Fig. 2 Present probability of potential compound flooding (CF).

Return periods of CF (co-occurring sea level and precipitation extremes, i.e., larger than the individual 1-year return levels) based on ERA-Interim data.

The CF probability in a warmer climate

In a warmer future climate, the probability of CF is projected to robustly increase particularly along the west coast of Great Britain, northern France, the east and south coast of the North Sea, and the eastern half of the Black Sea (Fig. 3A). The fraction of coastlines experiencing return periods lower than 6 years is projected to increase from presently 3 to 11% by the end of the 21st century. Hot spot regions where return periods will fall below this value are the Bristol Channel and the Devon and Cornwall coast in the United Kingdom, as well as the Dutch and German North Sea coast (Fig. 3B). Along the Noorderzijlvest water board, which also faces the greatest SLR, the model-mean probability of potential CF will triple; the Norwegian West coast around Bergen will see a fivefold increase in potential CF frequency.

Fig. 3 Future probability of potential compound flooding (CF).

(A) Multimodel mean of projected change (%) of CF return periods, between future (2070–2099) and present (1970–2004) climate. (B) Return periods for the future (2070–2099).
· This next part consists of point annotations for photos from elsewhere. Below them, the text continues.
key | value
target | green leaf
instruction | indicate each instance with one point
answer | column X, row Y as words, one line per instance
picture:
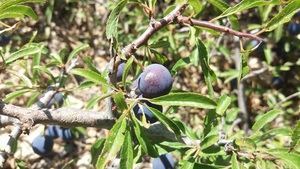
column 185, row 99
column 196, row 5
column 245, row 69
column 209, row 75
column 127, row 152
column 296, row 135
column 26, row 51
column 15, row 94
column 223, row 104
column 160, row 44
column 96, row 150
column 113, row 143
column 292, row 159
column 112, row 22
column 209, row 141
column 244, row 5
column 264, row 119
column 187, row 165
column 220, row 4
column 119, row 99
column 223, row 6
column 90, row 75
column 234, row 162
column 181, row 63
column 245, row 143
column 77, row 49
column 283, row 16
column 18, row 10
column 142, row 138
column 165, row 120
column 126, row 70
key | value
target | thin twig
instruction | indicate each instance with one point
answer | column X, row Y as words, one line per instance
column 207, row 24
column 254, row 73
column 9, row 28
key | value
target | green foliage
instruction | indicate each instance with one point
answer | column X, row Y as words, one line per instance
column 202, row 124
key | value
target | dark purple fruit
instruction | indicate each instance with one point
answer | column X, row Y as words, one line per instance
column 294, row 28
column 120, row 71
column 155, row 81
column 42, row 145
column 140, row 110
column 4, row 40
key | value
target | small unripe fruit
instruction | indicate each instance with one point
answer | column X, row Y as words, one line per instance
column 155, row 81
column 42, row 145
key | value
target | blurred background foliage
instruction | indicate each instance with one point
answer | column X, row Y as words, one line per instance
column 37, row 52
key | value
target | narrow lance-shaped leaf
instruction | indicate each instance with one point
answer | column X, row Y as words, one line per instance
column 234, row 162
column 296, row 135
column 96, row 150
column 112, row 22
column 209, row 75
column 245, row 4
column 126, row 70
column 113, row 143
column 26, row 51
column 283, row 16
column 264, row 119
column 119, row 99
column 127, row 152
column 142, row 138
column 290, row 158
column 209, row 141
column 223, row 104
column 165, row 120
column 77, row 50
column 185, row 99
column 223, row 6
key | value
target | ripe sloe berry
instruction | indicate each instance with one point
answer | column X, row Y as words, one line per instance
column 294, row 28
column 155, row 81
column 140, row 110
column 42, row 145
column 120, row 71
column 4, row 40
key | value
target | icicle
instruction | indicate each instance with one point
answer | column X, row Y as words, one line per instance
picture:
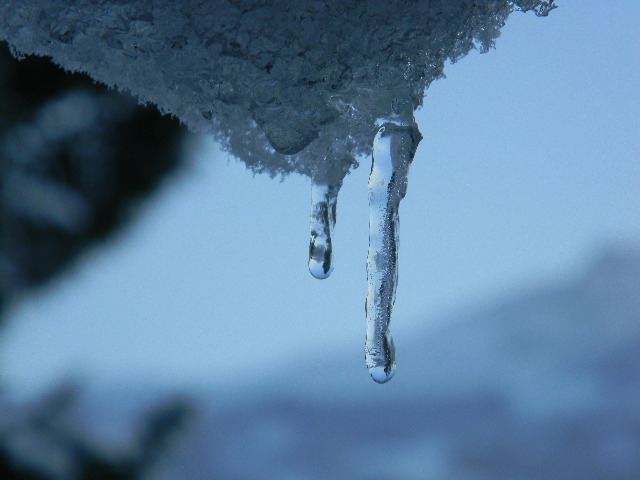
column 322, row 221
column 394, row 146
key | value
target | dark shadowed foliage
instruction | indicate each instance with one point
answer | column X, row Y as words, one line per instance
column 75, row 158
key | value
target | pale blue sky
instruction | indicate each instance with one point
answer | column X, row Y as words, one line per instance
column 530, row 160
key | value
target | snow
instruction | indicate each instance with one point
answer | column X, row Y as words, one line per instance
column 285, row 86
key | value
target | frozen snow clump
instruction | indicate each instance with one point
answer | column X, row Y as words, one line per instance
column 284, row 85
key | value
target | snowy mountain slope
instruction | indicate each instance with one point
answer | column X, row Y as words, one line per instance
column 546, row 385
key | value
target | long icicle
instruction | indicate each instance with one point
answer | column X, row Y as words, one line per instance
column 394, row 146
column 322, row 220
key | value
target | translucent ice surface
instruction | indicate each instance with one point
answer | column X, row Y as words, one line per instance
column 322, row 221
column 394, row 146
column 285, row 86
Gray points indicate locations where only four or fewer of six models agree on the sign of the return period change (three or less of five models in the Black Sea). Areas of gray points in (A) and (B) are slightly different, as the former are computed taking into account the past period (1970–2004) and the latter the period (1980–2004) (see delta change approach in Materials and Methods). (C) Median value of CF return periods over regions defined in (B) for past [1980–2014, based on ERA-Interim (Fig. 2)] and future (2070–2099) climate, separately for individual models. For ERA-Interim, gray shading illustrates the sampling uncertainty 95% range.
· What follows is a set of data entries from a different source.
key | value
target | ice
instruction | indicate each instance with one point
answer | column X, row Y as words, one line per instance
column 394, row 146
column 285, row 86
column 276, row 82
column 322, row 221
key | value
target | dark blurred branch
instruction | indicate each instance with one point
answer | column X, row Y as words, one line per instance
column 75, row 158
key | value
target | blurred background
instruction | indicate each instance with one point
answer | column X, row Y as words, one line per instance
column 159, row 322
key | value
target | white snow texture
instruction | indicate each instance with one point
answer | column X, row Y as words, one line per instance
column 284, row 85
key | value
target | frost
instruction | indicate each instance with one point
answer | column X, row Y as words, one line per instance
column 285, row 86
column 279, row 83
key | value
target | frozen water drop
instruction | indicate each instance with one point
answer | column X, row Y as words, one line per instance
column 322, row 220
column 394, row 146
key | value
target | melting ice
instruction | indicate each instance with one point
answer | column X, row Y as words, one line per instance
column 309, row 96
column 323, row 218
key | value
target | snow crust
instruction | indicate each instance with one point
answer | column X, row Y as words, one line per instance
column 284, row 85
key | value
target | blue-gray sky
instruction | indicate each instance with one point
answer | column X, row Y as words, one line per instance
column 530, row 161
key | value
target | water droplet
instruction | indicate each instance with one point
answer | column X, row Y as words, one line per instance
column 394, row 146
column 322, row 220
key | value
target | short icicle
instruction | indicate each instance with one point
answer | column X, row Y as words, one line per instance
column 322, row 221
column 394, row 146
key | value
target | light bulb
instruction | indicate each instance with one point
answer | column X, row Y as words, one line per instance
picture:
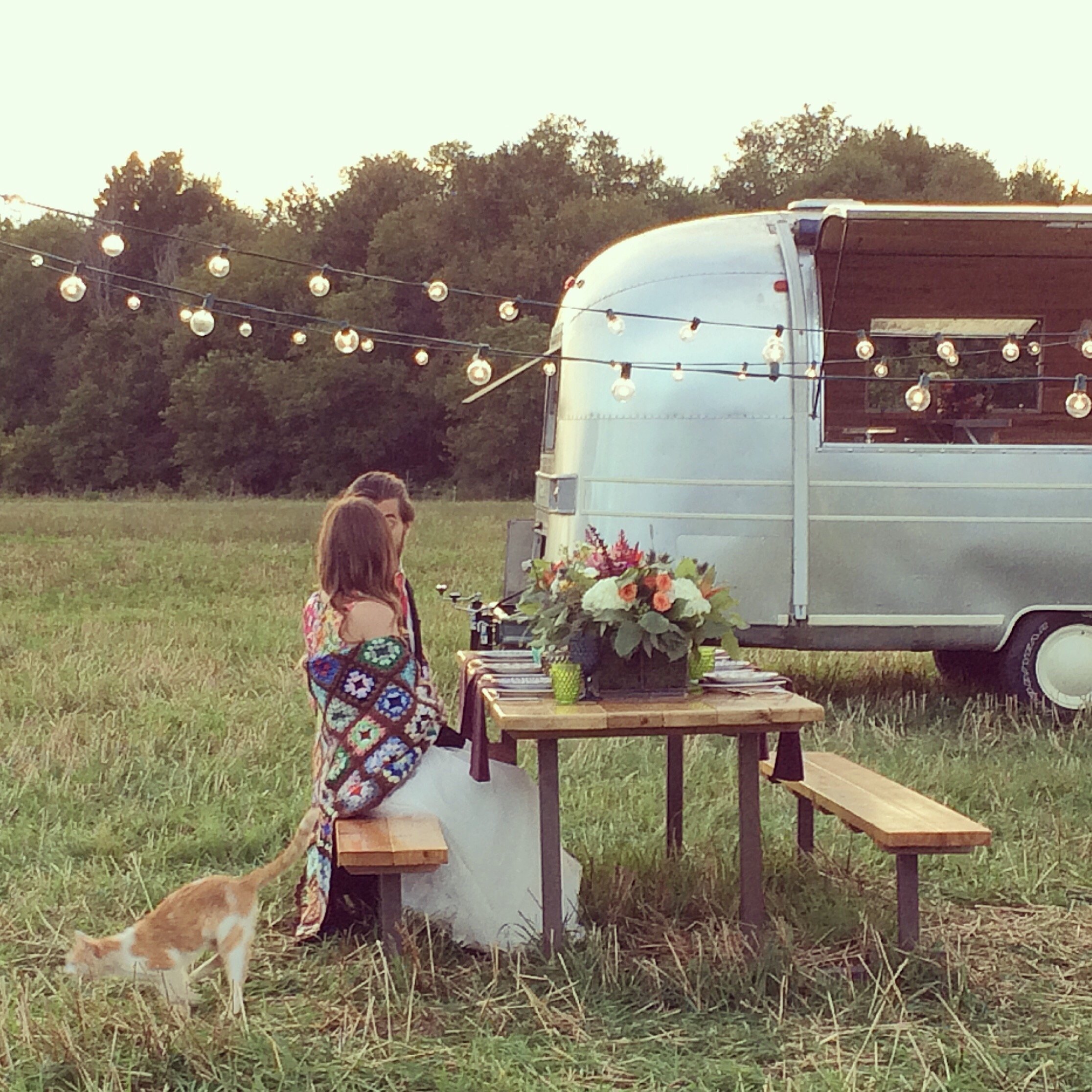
column 201, row 322
column 113, row 245
column 220, row 265
column 774, row 351
column 346, row 340
column 72, row 289
column 1079, row 404
column 919, row 397
column 479, row 370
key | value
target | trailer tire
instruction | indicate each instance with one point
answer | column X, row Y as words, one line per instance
column 969, row 667
column 1047, row 661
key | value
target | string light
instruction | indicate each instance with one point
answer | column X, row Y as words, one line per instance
column 624, row 388
column 113, row 245
column 689, row 329
column 346, row 340
column 220, row 265
column 1079, row 404
column 479, row 370
column 919, row 397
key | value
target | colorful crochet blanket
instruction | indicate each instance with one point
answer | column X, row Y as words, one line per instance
column 374, row 726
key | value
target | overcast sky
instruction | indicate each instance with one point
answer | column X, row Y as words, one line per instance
column 268, row 95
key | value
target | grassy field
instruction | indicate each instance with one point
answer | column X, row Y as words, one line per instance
column 153, row 728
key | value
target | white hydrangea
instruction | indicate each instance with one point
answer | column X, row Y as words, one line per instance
column 603, row 595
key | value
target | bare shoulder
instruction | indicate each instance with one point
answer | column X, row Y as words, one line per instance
column 368, row 618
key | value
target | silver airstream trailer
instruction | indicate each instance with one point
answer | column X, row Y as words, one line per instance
column 841, row 518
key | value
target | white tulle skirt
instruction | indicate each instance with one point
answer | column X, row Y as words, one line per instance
column 490, row 892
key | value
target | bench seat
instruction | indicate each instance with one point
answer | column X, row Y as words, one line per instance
column 387, row 846
column 898, row 819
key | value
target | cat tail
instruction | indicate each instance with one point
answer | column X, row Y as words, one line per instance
column 290, row 854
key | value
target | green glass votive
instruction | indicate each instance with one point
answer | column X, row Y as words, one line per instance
column 566, row 679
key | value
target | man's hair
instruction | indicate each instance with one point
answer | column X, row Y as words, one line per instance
column 380, row 485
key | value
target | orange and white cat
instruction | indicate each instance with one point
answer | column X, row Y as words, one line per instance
column 217, row 912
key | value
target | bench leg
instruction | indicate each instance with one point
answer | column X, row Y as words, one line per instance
column 390, row 912
column 907, row 883
column 805, row 826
The projected increase in CF frequency shows strong statistical significance along the Western British Isles, the North and Baltic Sea (see the projected return periods lying outside the baseline confidence intervals for regions 3, 4, and 5 in Fig. 3C). Along much of the Mediterranean coast, climate models do not agree about the direction of future changes in CF probability; along the Strait of Gibraltar, CF probability is even expected to decrease (Fig. 3A).
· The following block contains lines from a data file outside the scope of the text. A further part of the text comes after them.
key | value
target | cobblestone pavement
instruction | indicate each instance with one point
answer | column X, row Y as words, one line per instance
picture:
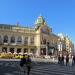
column 38, row 68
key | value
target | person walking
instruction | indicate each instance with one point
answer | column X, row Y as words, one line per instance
column 67, row 60
column 73, row 60
column 23, row 62
column 59, row 58
column 28, row 64
column 62, row 59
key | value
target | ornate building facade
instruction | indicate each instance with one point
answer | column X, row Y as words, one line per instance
column 39, row 40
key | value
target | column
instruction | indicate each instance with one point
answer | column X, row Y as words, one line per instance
column 22, row 50
column 9, row 38
column 46, row 50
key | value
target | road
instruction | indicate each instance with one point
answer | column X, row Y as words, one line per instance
column 38, row 68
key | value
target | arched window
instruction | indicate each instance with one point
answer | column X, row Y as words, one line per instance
column 12, row 39
column 5, row 39
column 19, row 39
column 26, row 40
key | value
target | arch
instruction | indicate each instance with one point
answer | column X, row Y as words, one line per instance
column 5, row 39
column 12, row 39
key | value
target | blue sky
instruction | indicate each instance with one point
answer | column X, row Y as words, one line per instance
column 59, row 14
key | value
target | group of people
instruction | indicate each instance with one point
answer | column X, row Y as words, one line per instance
column 25, row 63
column 61, row 59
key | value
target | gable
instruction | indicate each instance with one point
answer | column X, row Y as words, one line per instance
column 45, row 29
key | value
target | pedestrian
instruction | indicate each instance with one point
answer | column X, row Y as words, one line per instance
column 23, row 62
column 73, row 60
column 67, row 60
column 59, row 58
column 28, row 64
column 62, row 59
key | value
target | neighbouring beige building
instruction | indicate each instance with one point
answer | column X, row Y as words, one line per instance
column 39, row 40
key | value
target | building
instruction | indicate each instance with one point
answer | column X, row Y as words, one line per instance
column 67, row 44
column 39, row 40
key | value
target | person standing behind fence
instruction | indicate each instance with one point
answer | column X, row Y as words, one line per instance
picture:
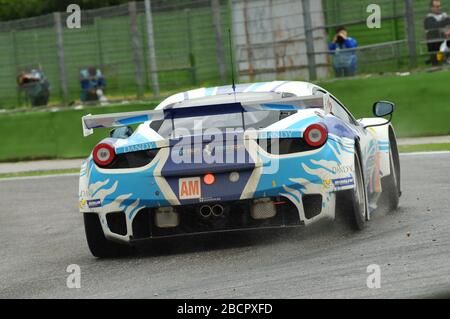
column 344, row 59
column 437, row 28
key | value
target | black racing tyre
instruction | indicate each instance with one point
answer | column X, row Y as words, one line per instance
column 98, row 244
column 353, row 203
column 390, row 185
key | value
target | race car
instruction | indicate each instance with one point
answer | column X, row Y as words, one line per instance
column 252, row 156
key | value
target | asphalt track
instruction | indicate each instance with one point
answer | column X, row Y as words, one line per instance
column 42, row 233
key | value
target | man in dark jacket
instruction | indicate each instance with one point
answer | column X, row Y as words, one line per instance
column 437, row 28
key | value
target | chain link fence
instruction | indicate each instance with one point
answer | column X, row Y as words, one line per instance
column 145, row 54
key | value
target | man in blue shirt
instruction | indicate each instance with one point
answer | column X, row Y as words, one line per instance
column 344, row 59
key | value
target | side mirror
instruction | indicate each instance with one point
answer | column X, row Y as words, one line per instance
column 383, row 108
column 121, row 132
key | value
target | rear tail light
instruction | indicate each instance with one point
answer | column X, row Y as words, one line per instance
column 316, row 135
column 103, row 154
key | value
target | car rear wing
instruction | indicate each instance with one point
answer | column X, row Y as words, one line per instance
column 91, row 122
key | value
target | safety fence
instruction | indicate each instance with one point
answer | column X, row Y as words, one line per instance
column 146, row 51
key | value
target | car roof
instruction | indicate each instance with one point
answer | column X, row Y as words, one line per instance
column 244, row 93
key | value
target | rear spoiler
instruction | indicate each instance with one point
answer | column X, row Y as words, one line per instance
column 91, row 122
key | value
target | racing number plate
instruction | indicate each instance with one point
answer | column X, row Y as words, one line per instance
column 189, row 188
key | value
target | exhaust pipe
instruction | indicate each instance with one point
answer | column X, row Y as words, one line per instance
column 205, row 211
column 217, row 210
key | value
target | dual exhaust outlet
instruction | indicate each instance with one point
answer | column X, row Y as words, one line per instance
column 206, row 211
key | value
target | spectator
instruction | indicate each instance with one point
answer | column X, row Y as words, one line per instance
column 344, row 60
column 437, row 29
column 92, row 84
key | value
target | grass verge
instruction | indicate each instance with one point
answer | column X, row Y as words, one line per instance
column 421, row 99
column 424, row 148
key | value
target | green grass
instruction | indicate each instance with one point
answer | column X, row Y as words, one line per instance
column 39, row 173
column 424, row 148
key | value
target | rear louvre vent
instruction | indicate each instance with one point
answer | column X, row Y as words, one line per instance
column 312, row 204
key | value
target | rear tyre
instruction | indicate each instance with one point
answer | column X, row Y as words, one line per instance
column 354, row 201
column 390, row 185
column 98, row 244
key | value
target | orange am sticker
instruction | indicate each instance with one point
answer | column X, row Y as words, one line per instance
column 189, row 188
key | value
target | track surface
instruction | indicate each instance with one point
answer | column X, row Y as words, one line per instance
column 42, row 233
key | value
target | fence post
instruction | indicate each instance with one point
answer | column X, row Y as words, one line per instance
column 309, row 38
column 16, row 64
column 60, row 54
column 411, row 33
column 220, row 53
column 137, row 49
column 151, row 49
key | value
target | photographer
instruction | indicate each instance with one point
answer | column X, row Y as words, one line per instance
column 437, row 29
column 344, row 60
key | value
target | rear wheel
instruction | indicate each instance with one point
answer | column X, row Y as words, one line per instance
column 97, row 242
column 390, row 185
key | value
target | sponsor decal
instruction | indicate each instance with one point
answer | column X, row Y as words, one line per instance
column 94, row 203
column 343, row 182
column 189, row 188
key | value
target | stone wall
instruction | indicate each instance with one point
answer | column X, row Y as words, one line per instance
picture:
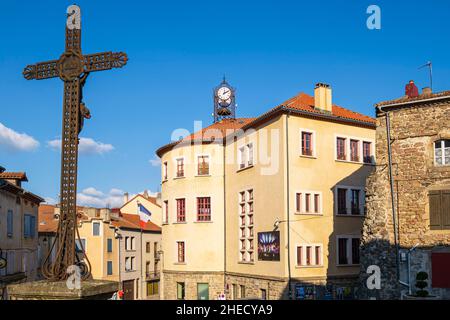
column 414, row 129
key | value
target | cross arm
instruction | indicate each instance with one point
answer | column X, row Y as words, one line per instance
column 43, row 70
column 104, row 61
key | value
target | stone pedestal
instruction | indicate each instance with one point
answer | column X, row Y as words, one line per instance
column 47, row 290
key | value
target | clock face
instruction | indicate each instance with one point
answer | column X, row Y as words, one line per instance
column 224, row 93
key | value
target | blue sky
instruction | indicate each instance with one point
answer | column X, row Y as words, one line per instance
column 179, row 50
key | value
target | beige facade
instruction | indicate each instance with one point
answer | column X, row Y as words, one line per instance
column 18, row 231
column 261, row 181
Drivers of the CF probability change

Changes in CF probability can, in principle, be caused by changes in the probability of extreme sea levels and extreme precipitation, as well as in the dependence between both hazards (2, 3, 6, 11) (Materials and Methods). For Europe and the Southern Mediterranean, the main driver of future changes in CF probability appears to be changes in precipitation (Fig. 4), as a warmer atmosphere will allow storms to carry more moisture, resulting in heavier precipitation. This thermodynamic effect dominates along the North Atlantic storm track in Northern Europe, and the Mediterranean storm track (15). Weaker upward winds will reverse the thermodynamic increases of extreme precipitation over northwestern Africa (15) (Fig. 4C and fig. S7). For most regions, the considered CMIP5 model ensemble shows poor agreement on changes in the dependence between precipitation and sea levels and, as a result, on the projected sign of changes in CF probability (Fig. 4A). Reducing extreme sea levels cause a CF probability decrease along the Mediterranean coast, while the opposite is projected along the west coast of Great Britain and North Sea, and eastern coast of the Baltic Sea (Fig. 4B and fig. S7).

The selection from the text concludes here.